町内会

 久しぶりに町内会の集まりに参加した。私の住む町では丁目ごとに町内会がある。
戦時中の隣組から発展的に継承してきた組織なのだが、今その存続が危ぶまれている。
町内会と言えば、年に一度の一斉大掃除が大きなイベントだったのが、なぜか掃除するところがなくなったとかで、大々的に活躍する場がなくなってしまった。秋祭りに「だんじり」を引っ張る人たちの姿も老齢化し、往年の元気さが見えない。

 月に数百円の町内会費の主な使い道は、街灯の電気代や共同募金などのお金という。どちらかと言えば、あまり目に見えない部分でお役に立っているものらしい。
町内会の会長さんは、みんなに嘱望されて会長になってもう何年になるのか、お年を召されたとはいえ、かくしゃくとしておられるが、後継者の問題は急務である。

 町内には、数年来の不況により規模の縮小を余儀なくされた工場の跡地などに、次々と住宅が建ち、転入する人も増えた、だが町内会の会員は毎年減っていく一方だという。
転入してきた人たちへのPRがたりないせいか、新規の入会者は少なく、町内会の存在すら知られていないようだ。 古くからの馴染みの顔で構成される町内会の雰囲気は、よその土地から転入してきた人たちには、割り込みにくい空気があるのかもしれない。また、マンションやアパートの住民は地域になじみにくいのか、町内会には関心がうすい。

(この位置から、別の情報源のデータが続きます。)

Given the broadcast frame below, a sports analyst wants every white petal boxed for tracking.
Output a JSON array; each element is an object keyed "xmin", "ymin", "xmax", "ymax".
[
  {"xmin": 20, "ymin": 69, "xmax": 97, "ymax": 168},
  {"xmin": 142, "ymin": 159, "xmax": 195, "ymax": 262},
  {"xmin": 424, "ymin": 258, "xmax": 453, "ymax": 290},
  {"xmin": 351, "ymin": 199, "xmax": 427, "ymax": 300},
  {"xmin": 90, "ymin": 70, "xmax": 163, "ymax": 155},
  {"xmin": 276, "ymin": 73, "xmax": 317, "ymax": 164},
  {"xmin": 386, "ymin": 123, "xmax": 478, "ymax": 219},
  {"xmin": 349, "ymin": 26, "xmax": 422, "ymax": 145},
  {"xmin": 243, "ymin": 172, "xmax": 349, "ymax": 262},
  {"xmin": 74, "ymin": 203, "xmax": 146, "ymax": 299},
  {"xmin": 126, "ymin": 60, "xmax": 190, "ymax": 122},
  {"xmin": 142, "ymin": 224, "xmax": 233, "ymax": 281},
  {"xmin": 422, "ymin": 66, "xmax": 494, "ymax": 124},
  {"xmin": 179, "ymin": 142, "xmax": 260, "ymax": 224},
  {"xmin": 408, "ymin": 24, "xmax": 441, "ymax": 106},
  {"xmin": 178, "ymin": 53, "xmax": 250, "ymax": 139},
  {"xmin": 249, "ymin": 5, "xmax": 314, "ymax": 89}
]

 単純に向こう三軒両隣で仲良くしてきた、物理的距離で決定される仲間意識よりも、昨今は趣味とか、文化とか精神的な繋がりでできる仲間意識の方が、より大切になっているのは事実だろう。そんな中で、従来の町内会を維持して行くのは難しい事なのだろうか?

 火事があり、地震がが起きたとき、やっぱり身近にいる町内の仲間達の存在も意識しなくてはならないだろうし、いざという時に役に立つのもこうした繋がりであることは、阪神大震災の例を出さなくとも想像できることである。

 若い世代が一団となって村おこし、町作りに懸命に取り組む姿が話題に登ることも多いが、都市部には町内会の形骸を引きずりながら、後継者に悩み、解散もままならない町内会も多いと聞く。何とかしなくてはならないという気持ちもあるが、日常の仕事に追われ、疲れ切った重い腰はあがりそうにない。